Fracture-dislocation

  • Causes: This injury is caused by high-energy torsional, distraction, or shearing forces.
  • Uncommon: It is an uncommon injury pattern.
  • Concomitant neurologic injury is common: Fracture-dislocation is commonly associated with neurologic deficits.
  • Unstable: This fracture pattern is unstable.

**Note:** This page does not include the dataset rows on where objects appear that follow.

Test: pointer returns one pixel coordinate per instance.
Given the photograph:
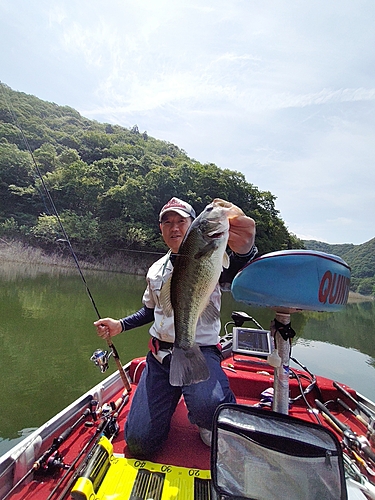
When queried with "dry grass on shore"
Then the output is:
(130, 263)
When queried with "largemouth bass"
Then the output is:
(196, 271)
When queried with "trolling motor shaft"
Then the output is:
(101, 359)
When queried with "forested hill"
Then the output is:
(107, 182)
(361, 259)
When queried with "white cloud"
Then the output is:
(283, 92)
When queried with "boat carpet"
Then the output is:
(110, 476)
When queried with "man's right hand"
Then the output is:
(108, 327)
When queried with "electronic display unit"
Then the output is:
(251, 341)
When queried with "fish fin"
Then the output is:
(226, 260)
(210, 314)
(188, 366)
(165, 298)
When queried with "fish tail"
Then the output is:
(188, 366)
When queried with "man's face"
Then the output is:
(173, 229)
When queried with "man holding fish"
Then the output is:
(182, 300)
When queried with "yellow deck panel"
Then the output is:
(131, 479)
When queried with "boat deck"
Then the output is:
(182, 467)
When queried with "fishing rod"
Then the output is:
(57, 442)
(361, 407)
(108, 421)
(356, 415)
(67, 240)
(352, 441)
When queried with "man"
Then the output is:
(155, 399)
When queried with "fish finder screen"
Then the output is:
(251, 341)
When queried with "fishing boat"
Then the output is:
(292, 434)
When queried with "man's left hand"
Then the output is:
(241, 234)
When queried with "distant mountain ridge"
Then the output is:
(361, 259)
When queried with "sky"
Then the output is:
(282, 91)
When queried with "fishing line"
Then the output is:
(49, 197)
(66, 237)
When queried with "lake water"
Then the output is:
(47, 337)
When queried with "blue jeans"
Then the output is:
(155, 401)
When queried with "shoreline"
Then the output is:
(135, 262)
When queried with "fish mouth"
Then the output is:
(216, 236)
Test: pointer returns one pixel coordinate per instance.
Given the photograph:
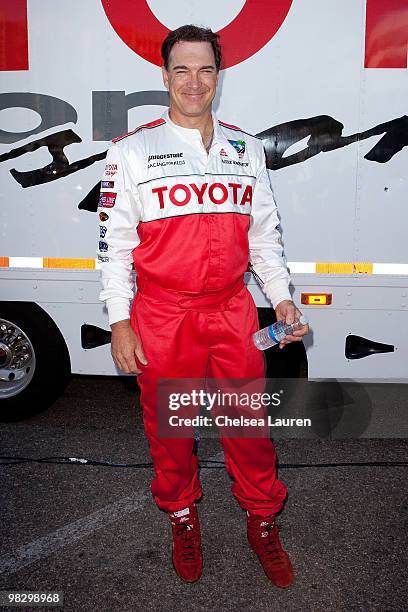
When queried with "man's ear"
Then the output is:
(165, 76)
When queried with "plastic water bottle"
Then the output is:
(273, 334)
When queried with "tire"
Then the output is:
(34, 361)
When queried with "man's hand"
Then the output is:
(287, 311)
(125, 345)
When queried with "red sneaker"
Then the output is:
(264, 539)
(186, 552)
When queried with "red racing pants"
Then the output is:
(197, 338)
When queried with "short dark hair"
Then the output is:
(191, 33)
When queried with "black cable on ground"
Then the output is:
(8, 461)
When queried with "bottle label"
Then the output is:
(271, 334)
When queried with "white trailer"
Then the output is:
(322, 82)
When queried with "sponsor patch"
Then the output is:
(164, 156)
(239, 146)
(111, 169)
(107, 199)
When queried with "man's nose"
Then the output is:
(194, 80)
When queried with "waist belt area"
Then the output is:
(216, 300)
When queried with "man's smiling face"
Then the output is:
(191, 79)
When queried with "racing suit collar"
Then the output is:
(220, 141)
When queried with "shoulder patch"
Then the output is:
(145, 126)
(232, 127)
(235, 128)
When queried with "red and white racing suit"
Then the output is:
(189, 222)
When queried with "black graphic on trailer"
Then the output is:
(324, 132)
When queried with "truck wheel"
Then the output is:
(34, 360)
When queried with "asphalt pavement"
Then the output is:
(94, 532)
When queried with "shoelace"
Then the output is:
(271, 545)
(187, 533)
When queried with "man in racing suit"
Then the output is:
(186, 200)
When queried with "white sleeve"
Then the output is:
(119, 213)
(265, 244)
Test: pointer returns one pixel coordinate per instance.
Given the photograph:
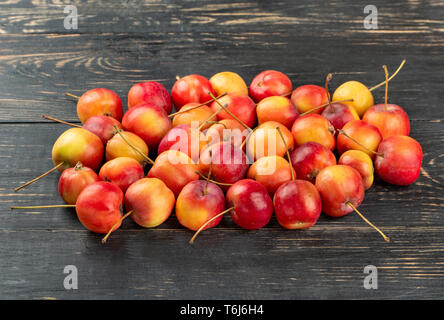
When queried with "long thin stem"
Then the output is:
(119, 132)
(39, 177)
(208, 222)
(391, 77)
(386, 86)
(387, 239)
(327, 80)
(115, 225)
(288, 153)
(44, 207)
(209, 172)
(213, 181)
(323, 106)
(340, 131)
(229, 112)
(195, 107)
(72, 95)
(61, 121)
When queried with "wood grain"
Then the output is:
(119, 43)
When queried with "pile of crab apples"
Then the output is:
(230, 149)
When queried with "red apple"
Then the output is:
(309, 97)
(74, 180)
(313, 128)
(252, 205)
(269, 83)
(150, 201)
(366, 134)
(149, 122)
(102, 126)
(276, 108)
(175, 169)
(122, 171)
(238, 104)
(77, 145)
(399, 160)
(199, 202)
(297, 204)
(99, 102)
(150, 92)
(192, 88)
(390, 121)
(310, 158)
(98, 207)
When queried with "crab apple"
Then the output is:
(175, 169)
(361, 96)
(359, 135)
(98, 207)
(151, 92)
(309, 97)
(99, 102)
(391, 120)
(148, 121)
(361, 162)
(313, 128)
(251, 203)
(77, 145)
(102, 126)
(228, 82)
(191, 88)
(228, 163)
(339, 114)
(150, 201)
(271, 171)
(337, 186)
(399, 160)
(118, 147)
(74, 180)
(226, 130)
(199, 115)
(297, 204)
(123, 171)
(269, 83)
(310, 158)
(276, 108)
(265, 141)
(198, 202)
(183, 138)
(239, 104)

Apophyseal fracture and herniation

  • Most common in 10- to 14-year-old children: The injuries generally occur in children between 10 and 14 years of age (7).
  • Causes: It is the result of separation of the vertebral apophysis from the vertebral body, causing herniation into the spinal canal (7).
  • Location at L4 or L5: The most common levels injured with this pattern are L4 or L5.
  • Imaging modalities: MRI is recommended to evaluate presence, location, and size of herniation.
  • Concurrent injuries: It can present with back pain, radicular pain, lower extremity weakness, or cauda equina symptoms (7).

Spinous process/transvers process fracture

  • Causes: These fractures are caused by blunt trauma.
  • Stable: They are stable injuries.

SCIWORA

  • Most common in children under 8: It is more commonly seen in children under 8 years old.
  • Causes: This is caused by a high-energy injury. SCIWORA occurs because of hypermobility of spine and lack of tolerance of the spinal cord to handle stretch.
  • Cervical spine location: It is seen more frequently in the cervical spine, compared to thoracic spine (13% of SCIWORA cases) (6).
  • Imaging modalities: No fractures or dislocations seen on x-rays or CT. MRI is useful to evaluate patients with neurologic deficits without osseous injury.
  • Risk of neurologic injury: It can be complete or partial neurologic injury.